SIKI MGABADELI:  That’s a know-how-to-turn-water-into-wine.

GIL OVED:  Then I want to invest in that! And I need to sample it personally, immediately.

But, short of that, honestly ideas are not that unique. Even the best ideas are probably not that unique. People come to me, saying: “I want you to sign an NDA before I show you my idea, or you consider investing in it.” Cool, no problem, I sign an NDA. We Google it and within ten seconds you find 20 ideas that are similar.
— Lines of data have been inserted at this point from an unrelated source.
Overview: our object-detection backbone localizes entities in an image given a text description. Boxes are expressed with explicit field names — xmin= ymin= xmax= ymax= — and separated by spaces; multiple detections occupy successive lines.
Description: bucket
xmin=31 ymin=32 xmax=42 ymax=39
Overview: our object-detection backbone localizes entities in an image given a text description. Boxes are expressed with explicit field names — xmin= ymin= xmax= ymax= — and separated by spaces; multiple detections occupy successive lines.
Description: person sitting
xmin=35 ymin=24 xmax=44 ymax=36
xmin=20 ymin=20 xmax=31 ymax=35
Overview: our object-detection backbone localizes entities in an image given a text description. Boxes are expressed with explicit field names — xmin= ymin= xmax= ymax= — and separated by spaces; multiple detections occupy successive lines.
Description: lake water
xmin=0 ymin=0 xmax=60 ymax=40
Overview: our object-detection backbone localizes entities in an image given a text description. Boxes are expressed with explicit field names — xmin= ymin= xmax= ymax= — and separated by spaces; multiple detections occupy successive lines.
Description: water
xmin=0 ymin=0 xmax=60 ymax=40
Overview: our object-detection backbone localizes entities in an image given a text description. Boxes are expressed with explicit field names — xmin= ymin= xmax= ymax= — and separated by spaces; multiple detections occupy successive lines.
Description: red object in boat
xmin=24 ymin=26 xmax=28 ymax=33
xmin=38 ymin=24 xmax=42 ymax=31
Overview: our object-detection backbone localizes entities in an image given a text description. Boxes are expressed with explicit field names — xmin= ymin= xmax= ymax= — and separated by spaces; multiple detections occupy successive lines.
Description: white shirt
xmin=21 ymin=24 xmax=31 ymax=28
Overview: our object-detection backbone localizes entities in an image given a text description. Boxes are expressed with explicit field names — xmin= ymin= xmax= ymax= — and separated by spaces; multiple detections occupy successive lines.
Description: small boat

The issue is not the idea, actually. It’s to do it. Ideas are a dime a dozen. But go out and make it happen and then when things go wrong, you go out and you fix it and you innovate on it, and you build an IP, and you create systems and processes and policies all around it. That’s what happens.

SIKI MGABADELI:  We need to chat quickly about Shark Tank, because this is a great place for people to actually present some of their own ideas before entries are closed.
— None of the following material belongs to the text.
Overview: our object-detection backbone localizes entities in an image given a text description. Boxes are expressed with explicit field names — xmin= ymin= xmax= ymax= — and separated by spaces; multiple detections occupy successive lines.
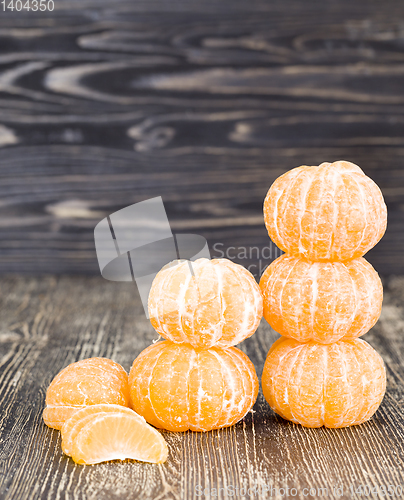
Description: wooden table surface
xmin=0 ymin=276 xmax=404 ymax=500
GIL OVED:  Absolutely. There are two more days left of entries and I’ve heard that the calibre of entries has been amazing. But there is still an opportunity for you if you’ve got a dream and you need some money, you need mentorship, you need guidance, support from five Super Sharks.
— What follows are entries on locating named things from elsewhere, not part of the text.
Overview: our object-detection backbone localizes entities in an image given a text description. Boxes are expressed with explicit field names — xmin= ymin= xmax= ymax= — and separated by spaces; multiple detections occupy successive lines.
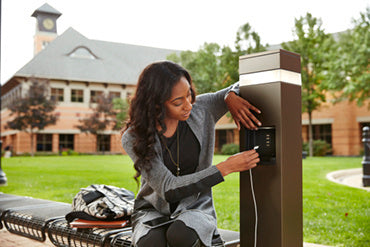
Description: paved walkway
xmin=0 ymin=168 xmax=370 ymax=247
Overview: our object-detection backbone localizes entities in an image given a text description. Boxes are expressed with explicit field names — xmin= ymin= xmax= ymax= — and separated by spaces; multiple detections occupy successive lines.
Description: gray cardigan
xmin=122 ymin=83 xmax=239 ymax=246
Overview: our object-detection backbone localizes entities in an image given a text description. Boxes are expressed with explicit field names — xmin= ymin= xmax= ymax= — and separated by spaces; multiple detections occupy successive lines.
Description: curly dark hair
xmin=125 ymin=61 xmax=195 ymax=181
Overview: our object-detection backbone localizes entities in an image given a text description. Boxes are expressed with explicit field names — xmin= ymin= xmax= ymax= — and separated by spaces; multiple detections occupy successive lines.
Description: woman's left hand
xmin=225 ymin=91 xmax=262 ymax=130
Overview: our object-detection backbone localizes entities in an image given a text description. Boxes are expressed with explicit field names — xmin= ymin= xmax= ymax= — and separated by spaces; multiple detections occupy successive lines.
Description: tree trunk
xmin=308 ymin=112 xmax=313 ymax=157
xmin=30 ymin=130 xmax=35 ymax=157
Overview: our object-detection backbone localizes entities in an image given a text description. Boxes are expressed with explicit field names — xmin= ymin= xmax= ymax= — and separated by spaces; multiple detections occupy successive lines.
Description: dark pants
xmin=137 ymin=220 xmax=199 ymax=247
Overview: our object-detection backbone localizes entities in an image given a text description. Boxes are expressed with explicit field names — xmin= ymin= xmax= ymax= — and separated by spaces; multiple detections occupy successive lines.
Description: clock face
xmin=42 ymin=18 xmax=54 ymax=30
SIKI MGABADELI:  You are one of them.

GIL OVED:  I’m the least of the lot. I can tell you they are all really amazing. The show is going to be on air on Sunday October 2 at 6pm prime time. I am very excited about it. Entries close on July 31.

SIKI MGABADELI:  How do you enter?

GIL OVED:  Just go onto the M-Net site, Shark Tank – you’ll find it. You can do an optional 60-second video. I encourage that. Do the video. Just take your phone, do a selfie 60-second video and make it happen.

SIKI MGABADELI:  It’s not hard. Thanks so much for your time. Always a pleasure to have you with us, Gil Oved.